Znalazłem to lenovo za 2300 (2100 z rysą na obudowie). Z matową matrycą, podświetleniem i rzeczywiście fajnymi podzespołami. Bardzo kusił, ale jednak zdecydowałem się na tego Della za 1,5k (z kodem). Szkoda mi dopłacać 600-800 zł do matowej matrycy, a bardziej wydajnych podzespołów nie potrzebuję. Do tego cudowna jest 2-letnia dellowa gwarancja domowa w porównaniu z 12 miesięczną dla firm lenovo gdzie trzeba bawić się w odsyłanie sprzętu. Dzięki za odpowiedź w temacie (i na pw )

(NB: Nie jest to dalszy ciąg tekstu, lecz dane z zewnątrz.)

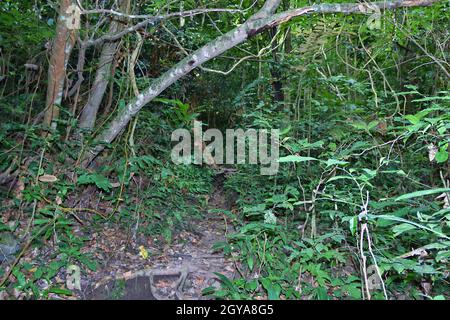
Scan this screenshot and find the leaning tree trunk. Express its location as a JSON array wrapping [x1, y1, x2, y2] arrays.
[[79, 0, 130, 130], [269, 27, 284, 108], [43, 0, 80, 134], [83, 0, 438, 166]]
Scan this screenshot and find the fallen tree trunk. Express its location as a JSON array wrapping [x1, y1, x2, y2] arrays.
[[83, 0, 438, 167]]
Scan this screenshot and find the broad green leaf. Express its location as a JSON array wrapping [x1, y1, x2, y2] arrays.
[[278, 155, 318, 162], [395, 188, 450, 201]]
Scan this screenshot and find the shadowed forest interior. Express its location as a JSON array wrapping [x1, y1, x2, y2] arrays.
[[0, 0, 450, 300]]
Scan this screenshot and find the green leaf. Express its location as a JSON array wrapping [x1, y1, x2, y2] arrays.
[[434, 149, 448, 163], [214, 272, 235, 291], [326, 159, 349, 167], [278, 155, 318, 162], [395, 188, 450, 201], [77, 173, 112, 192], [392, 223, 416, 237]]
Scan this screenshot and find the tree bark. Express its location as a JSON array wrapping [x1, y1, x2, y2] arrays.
[[43, 0, 76, 135], [83, 0, 438, 166]]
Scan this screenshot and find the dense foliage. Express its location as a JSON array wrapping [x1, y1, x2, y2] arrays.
[[0, 0, 450, 299]]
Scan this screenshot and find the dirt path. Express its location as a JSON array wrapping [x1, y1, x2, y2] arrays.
[[84, 175, 235, 300]]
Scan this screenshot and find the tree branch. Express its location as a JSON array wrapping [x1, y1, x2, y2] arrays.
[[83, 0, 438, 166]]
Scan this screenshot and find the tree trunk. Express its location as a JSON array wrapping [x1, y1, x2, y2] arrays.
[[83, 0, 438, 166], [79, 0, 130, 130], [43, 0, 79, 135], [269, 27, 284, 107]]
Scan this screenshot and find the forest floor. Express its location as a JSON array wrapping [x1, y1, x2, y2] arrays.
[[78, 175, 236, 300]]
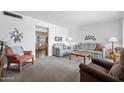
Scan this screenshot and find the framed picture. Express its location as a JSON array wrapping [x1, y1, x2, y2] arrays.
[[55, 37, 62, 42], [84, 35, 96, 41]]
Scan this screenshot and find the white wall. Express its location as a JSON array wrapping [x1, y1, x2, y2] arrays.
[[69, 20, 123, 48], [0, 12, 68, 56]]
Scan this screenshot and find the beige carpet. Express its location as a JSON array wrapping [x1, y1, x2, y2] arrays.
[[2, 57, 81, 82]]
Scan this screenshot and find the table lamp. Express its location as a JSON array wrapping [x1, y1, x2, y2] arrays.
[[108, 37, 118, 53]]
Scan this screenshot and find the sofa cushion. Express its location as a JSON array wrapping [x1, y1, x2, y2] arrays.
[[109, 63, 124, 80], [94, 44, 103, 51], [88, 63, 109, 73], [63, 44, 71, 50]]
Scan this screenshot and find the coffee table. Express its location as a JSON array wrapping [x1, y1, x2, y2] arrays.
[[69, 51, 90, 64]]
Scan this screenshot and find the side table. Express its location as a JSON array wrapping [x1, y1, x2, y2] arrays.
[[109, 52, 120, 62]]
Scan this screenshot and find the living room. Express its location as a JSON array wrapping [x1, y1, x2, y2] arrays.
[[0, 0, 124, 93], [0, 11, 123, 82]]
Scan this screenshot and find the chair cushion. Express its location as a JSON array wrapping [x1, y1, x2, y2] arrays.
[[18, 55, 33, 62], [11, 46, 24, 55], [88, 63, 109, 73], [5, 48, 13, 56], [109, 63, 124, 81]]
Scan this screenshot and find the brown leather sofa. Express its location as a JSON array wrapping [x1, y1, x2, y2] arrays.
[[79, 49, 124, 82], [5, 47, 34, 72]]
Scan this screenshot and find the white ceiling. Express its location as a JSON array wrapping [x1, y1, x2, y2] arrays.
[[16, 11, 124, 28]]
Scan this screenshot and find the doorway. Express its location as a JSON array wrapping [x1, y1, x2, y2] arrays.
[[35, 26, 49, 58]]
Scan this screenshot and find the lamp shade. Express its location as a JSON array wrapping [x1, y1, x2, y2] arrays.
[[108, 37, 118, 42]]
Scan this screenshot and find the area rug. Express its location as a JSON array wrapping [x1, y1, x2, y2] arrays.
[[2, 57, 81, 82]]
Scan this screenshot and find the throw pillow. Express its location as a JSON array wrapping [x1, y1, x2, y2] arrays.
[[94, 44, 104, 51], [109, 63, 124, 81], [63, 45, 69, 50], [11, 46, 24, 55]]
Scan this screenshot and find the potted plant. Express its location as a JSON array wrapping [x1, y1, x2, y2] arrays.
[[0, 40, 8, 55], [9, 28, 23, 43]]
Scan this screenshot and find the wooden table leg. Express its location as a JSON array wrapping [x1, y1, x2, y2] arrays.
[[84, 56, 86, 64], [69, 54, 71, 60]]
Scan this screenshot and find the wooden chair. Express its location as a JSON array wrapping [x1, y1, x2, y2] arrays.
[[5, 46, 34, 72]]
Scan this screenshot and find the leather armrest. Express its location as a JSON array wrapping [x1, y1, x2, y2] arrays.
[[24, 51, 32, 55], [92, 58, 113, 70], [79, 63, 121, 82]]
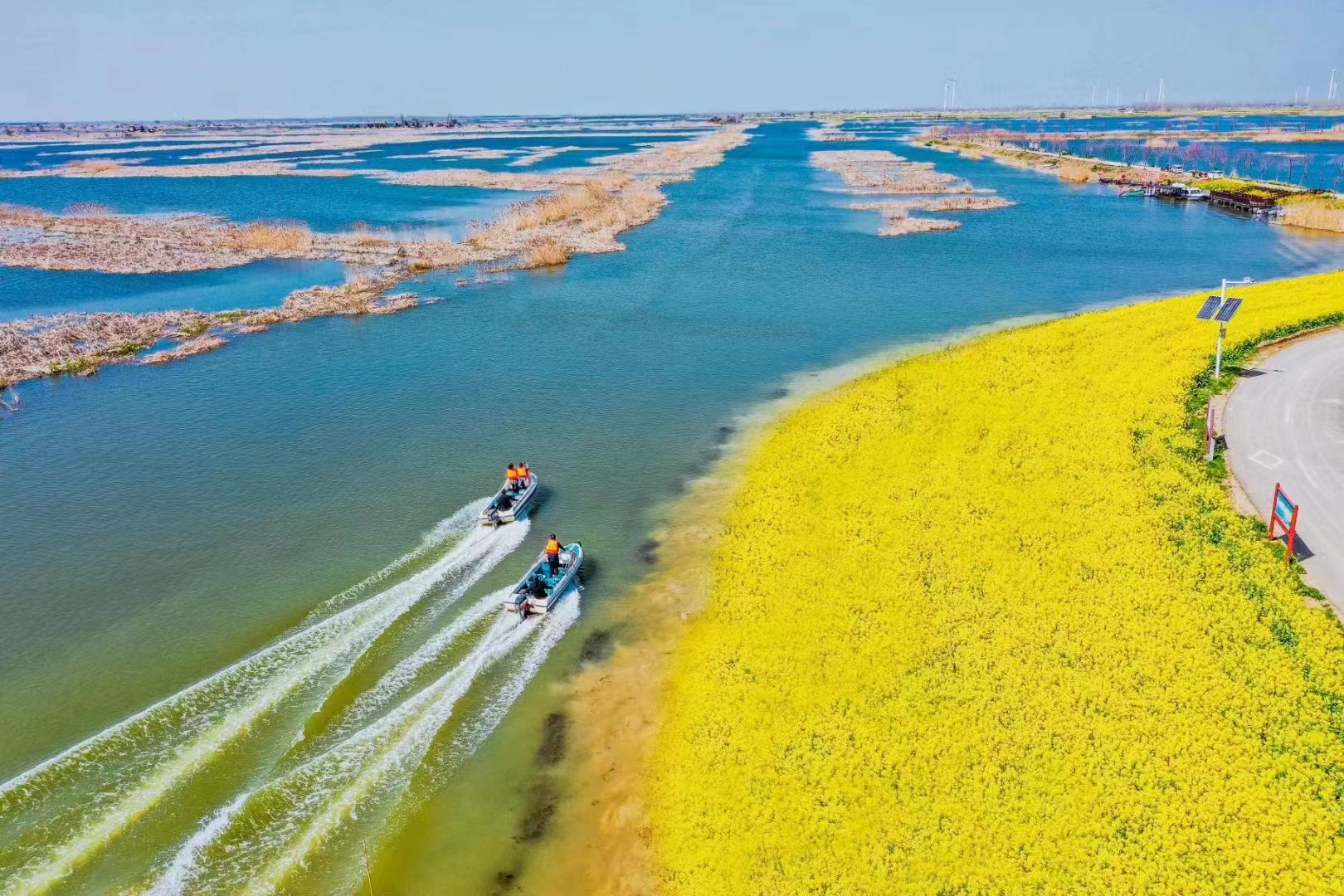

Kupuję na firmę. Dell nie ucina. Dokupienie gwarancji to zawsze dodatkowe koszty, w przypadku tego lenovo 160 zł za rok zwykłej podstawowej, a polskiej gwarancji on-site nigdzie nie mogę znaleźć, więc nawet nie ma co z gwarancją della porównywać. Jako że kiedyś oddając laptopa do serwisu straciłem go na ponad pół roku, to cenię sobie to rozwiązanie
Z podświetlaną klawiaturą i matową matrycą to chyba tylko Z510 w tej cenie. Z matem, ale bez podświetlanej klawiatury masz biznesowego Thinkpada E540 z i3 haswella:
Już kupiłem tego Inspirona. Zdecydowanie bardziej mi zależało na podświetlanej klawiaturze niż na szybszym procesorze, czy dedykowanej grafice. Komputer kupowany w ściśle określonym celu. Sporo czasu będzie się na nim pracowało w dość ciemnym pomieszczeniu. No i jak pisałem, wielki plus za domową gwarancję
Swoją drogą na Acery w ogóle nie patrzę, nie ufam temu producentowi od kiedy dwójka znajomych sobie kupiła po takim samym Acerze. Cieszyli się, że fajne części a tanio… okazało się, że komputery nie są w stanie działać pod większym obciążeniem bez podkładki chłodzącej, bo się po jakimś czasie przegrzewają. Normalnie stojąc na biurku. Nie wiem jak można taki sprzęt na rynek wypuścić.
Swoją drogą dobrze, ze nie wziąłem tego Lenovo, obejrzałem na żywo kilka ich laptopów - podświetlenie klawiszy mają bardzo lipnie rozwiązane.